Five figures appeared out of the forest at the foot of the meadow, and he did not need a looking glass to know them. The two Ogier in armor striped bright red and black would have told him even if Vanin’s bulk had not. The mounted men were at a flat gallop, yet the Ogier kept pace, long arms swinging, axes swinging like a sawmill’s drive-shaft.

“Sling-men get ready!” Mat shouted. “Everybody else go pick up a shovel!” The appearance had to be just right.

As most of the crossbowmen scattered to pick up tools and make a show of working on the trench and wall, fifty others strapped on their helmets and lined up in front of Aludra. Tall men, they still carried the shortswords they called cat-gutters, but instead of crossbows, they were armed with four-foot long sling-staffs. He would have liked more than fifty, but Aludra only had so much of her powders. Each man wore a cloth belt sewn with pockets slung across his breastplate, and each pocket held a stubby leather cylinder larger than a man’s fist with a short length of dark fuse sticking out of the end. Aludra had not come up with a fancy name for them yet. She would, though. She was one for fancy names. Dragons, and dragons’ eggs.

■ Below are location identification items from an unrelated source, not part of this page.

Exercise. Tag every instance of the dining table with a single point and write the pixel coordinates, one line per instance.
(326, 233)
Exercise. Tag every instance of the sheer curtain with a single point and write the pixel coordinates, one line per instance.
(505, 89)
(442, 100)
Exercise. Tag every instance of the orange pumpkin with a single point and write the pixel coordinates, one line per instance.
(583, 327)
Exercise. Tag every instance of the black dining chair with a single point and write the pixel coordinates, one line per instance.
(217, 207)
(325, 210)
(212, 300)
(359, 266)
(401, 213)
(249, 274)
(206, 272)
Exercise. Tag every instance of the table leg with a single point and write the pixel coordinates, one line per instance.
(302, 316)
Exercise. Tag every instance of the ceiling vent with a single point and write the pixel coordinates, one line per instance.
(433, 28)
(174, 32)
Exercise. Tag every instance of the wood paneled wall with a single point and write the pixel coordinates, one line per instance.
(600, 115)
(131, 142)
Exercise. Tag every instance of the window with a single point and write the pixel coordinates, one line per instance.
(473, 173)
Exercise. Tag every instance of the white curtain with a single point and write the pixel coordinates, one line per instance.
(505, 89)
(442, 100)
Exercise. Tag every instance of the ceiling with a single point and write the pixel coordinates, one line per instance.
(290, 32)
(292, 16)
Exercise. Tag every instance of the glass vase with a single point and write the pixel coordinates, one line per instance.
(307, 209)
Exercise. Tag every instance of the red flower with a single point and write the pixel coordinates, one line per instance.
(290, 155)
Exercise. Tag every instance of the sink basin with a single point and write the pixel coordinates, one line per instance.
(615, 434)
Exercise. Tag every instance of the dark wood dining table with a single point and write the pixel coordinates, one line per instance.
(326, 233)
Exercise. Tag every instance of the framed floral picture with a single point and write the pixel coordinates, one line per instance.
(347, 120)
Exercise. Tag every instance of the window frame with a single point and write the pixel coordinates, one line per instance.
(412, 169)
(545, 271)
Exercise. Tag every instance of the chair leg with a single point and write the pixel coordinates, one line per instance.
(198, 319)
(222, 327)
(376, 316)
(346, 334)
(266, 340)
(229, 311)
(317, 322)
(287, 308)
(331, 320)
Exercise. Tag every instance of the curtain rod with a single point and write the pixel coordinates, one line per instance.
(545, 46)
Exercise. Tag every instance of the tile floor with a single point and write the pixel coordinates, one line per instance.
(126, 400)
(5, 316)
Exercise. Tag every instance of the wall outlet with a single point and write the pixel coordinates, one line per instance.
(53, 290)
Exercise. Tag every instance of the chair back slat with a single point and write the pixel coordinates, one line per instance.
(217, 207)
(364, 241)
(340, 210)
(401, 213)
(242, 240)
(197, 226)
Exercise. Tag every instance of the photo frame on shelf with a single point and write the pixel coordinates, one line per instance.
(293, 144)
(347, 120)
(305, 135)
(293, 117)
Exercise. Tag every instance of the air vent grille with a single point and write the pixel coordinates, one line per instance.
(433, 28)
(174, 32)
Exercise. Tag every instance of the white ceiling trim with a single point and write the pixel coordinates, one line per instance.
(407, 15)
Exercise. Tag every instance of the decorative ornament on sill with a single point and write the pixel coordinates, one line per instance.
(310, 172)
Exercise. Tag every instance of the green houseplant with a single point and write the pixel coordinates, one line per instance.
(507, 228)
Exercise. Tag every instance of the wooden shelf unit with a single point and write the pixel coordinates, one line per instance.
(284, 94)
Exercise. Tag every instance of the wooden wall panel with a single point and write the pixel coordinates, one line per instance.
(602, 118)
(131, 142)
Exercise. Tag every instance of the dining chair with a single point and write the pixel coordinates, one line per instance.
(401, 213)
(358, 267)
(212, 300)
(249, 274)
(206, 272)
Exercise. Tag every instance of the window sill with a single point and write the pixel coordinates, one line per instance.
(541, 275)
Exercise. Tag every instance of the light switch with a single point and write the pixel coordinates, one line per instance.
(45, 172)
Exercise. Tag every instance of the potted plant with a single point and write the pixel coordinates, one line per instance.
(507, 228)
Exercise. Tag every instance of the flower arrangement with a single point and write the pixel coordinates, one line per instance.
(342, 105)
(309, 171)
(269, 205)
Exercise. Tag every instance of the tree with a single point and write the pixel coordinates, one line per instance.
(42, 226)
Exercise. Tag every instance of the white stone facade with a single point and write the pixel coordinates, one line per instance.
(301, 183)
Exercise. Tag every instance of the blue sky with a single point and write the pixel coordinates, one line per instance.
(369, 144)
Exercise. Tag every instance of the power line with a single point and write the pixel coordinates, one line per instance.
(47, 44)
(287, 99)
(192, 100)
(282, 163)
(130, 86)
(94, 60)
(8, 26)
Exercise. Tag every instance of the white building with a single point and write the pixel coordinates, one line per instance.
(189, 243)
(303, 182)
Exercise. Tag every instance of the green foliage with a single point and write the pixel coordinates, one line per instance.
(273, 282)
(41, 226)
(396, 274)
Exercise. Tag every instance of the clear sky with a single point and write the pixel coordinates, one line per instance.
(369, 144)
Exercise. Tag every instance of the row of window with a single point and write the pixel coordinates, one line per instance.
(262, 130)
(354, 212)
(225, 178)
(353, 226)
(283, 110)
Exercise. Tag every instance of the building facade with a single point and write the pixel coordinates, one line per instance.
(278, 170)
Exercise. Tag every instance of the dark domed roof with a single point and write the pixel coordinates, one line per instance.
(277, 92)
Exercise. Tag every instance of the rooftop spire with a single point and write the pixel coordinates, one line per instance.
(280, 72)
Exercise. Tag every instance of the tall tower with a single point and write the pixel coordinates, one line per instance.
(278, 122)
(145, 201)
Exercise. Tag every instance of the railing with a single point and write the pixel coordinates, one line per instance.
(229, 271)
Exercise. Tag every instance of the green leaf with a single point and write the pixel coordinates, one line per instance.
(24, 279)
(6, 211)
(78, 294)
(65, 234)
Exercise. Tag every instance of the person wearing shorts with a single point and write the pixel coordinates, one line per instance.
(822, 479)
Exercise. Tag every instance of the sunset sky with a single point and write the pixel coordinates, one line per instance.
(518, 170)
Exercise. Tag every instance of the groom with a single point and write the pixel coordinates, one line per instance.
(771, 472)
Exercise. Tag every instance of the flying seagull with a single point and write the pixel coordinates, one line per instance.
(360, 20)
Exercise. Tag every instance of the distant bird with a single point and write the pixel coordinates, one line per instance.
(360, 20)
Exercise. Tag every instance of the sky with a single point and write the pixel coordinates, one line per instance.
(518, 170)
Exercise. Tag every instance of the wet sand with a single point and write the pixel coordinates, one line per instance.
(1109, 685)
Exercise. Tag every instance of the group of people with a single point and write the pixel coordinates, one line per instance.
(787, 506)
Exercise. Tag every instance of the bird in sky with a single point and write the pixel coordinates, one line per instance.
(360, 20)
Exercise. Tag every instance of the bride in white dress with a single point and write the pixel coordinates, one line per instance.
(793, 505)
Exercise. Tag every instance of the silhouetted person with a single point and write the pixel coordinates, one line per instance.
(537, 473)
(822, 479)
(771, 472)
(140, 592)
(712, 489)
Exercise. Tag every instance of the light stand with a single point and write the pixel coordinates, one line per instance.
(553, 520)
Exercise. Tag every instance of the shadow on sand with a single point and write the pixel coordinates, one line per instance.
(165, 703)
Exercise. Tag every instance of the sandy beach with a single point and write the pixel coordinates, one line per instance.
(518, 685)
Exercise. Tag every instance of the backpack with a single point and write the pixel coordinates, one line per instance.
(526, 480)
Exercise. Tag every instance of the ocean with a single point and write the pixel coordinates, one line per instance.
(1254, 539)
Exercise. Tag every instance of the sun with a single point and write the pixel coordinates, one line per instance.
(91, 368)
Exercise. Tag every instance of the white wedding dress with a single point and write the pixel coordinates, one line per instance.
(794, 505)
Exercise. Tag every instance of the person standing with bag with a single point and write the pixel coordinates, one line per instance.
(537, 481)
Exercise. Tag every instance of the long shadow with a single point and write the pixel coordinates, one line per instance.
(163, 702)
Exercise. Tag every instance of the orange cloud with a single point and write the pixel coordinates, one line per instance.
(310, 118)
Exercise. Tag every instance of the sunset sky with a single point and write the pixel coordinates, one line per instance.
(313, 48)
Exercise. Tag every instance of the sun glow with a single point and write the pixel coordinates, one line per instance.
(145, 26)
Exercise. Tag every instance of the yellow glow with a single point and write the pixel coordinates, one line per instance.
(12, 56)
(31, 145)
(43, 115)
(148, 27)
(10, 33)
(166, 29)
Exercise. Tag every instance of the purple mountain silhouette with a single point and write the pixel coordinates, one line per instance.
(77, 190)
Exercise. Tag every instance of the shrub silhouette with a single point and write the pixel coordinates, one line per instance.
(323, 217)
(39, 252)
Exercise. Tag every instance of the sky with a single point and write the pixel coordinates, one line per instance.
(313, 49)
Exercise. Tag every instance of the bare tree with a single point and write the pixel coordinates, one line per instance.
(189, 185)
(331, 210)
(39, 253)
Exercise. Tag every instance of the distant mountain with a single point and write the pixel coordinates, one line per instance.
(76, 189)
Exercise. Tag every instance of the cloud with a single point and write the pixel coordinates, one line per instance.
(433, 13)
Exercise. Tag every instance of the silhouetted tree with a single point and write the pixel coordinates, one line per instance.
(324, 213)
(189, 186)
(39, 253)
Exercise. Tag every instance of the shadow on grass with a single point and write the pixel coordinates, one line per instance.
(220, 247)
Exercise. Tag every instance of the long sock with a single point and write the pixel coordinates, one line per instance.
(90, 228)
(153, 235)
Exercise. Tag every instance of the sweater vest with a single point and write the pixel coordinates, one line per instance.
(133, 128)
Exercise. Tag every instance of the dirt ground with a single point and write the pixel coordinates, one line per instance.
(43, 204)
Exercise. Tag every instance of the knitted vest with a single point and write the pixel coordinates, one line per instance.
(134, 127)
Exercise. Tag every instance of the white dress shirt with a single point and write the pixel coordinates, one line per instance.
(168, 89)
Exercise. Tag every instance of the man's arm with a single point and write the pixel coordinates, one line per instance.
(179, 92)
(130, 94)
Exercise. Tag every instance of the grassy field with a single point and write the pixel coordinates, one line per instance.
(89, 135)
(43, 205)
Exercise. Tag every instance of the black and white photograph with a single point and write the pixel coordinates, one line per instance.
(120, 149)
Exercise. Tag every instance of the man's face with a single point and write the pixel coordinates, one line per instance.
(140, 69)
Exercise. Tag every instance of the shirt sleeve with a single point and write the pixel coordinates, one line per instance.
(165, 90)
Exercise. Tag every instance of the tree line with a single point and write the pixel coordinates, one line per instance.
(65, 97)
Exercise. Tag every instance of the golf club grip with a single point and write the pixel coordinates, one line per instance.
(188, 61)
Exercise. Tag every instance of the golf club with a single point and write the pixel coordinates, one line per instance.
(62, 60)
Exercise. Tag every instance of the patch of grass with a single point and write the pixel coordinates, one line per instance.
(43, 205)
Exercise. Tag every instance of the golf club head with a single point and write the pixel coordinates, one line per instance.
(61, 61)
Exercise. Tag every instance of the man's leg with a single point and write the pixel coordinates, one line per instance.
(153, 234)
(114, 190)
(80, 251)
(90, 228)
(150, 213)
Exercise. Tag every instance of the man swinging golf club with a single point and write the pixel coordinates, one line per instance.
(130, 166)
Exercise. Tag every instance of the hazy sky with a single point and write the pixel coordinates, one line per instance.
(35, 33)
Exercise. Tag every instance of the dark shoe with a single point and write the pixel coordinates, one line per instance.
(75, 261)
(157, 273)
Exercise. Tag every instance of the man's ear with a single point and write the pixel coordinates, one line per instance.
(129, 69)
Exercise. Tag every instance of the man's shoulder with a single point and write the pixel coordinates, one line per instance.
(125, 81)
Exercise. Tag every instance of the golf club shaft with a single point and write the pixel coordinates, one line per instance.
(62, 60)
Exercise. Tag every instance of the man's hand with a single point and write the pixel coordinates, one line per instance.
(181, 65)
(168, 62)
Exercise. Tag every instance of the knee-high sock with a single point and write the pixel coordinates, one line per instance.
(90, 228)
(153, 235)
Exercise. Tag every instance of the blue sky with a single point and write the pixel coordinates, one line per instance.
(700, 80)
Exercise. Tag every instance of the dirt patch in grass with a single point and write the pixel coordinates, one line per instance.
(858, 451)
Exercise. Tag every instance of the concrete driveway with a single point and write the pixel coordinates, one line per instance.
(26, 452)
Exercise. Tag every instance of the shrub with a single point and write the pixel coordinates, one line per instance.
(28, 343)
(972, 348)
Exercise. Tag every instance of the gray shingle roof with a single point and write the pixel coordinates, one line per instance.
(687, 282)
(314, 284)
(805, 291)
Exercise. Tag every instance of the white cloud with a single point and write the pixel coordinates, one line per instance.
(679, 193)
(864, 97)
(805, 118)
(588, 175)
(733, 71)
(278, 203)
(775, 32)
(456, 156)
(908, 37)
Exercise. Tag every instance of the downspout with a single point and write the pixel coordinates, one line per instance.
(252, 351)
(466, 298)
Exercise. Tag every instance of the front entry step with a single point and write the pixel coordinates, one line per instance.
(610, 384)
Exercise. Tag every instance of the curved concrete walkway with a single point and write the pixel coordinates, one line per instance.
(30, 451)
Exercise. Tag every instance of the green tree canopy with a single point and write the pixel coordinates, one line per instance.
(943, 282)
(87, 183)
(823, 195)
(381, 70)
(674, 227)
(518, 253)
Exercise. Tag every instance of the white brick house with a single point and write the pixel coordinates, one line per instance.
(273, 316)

One by one the men held up long pieces of slow-match for her to light with a striker. She did it quickly, using each striker until the long wooden stick had burned down nearly to her fingertips, but she never winced, just dropped the thing and lit another while telling the sling-men to be faster, she was getting low on strikers. Light, but she was tight with the things. She had five more boxes that Mat knew of. As each man turned away from her, he put the smoking slow-match between his teeth and secured one of the cylinders to his sling-staff as he walked to the wall. There were wide intervals between sling-men. They had to cover the whole length of the wall.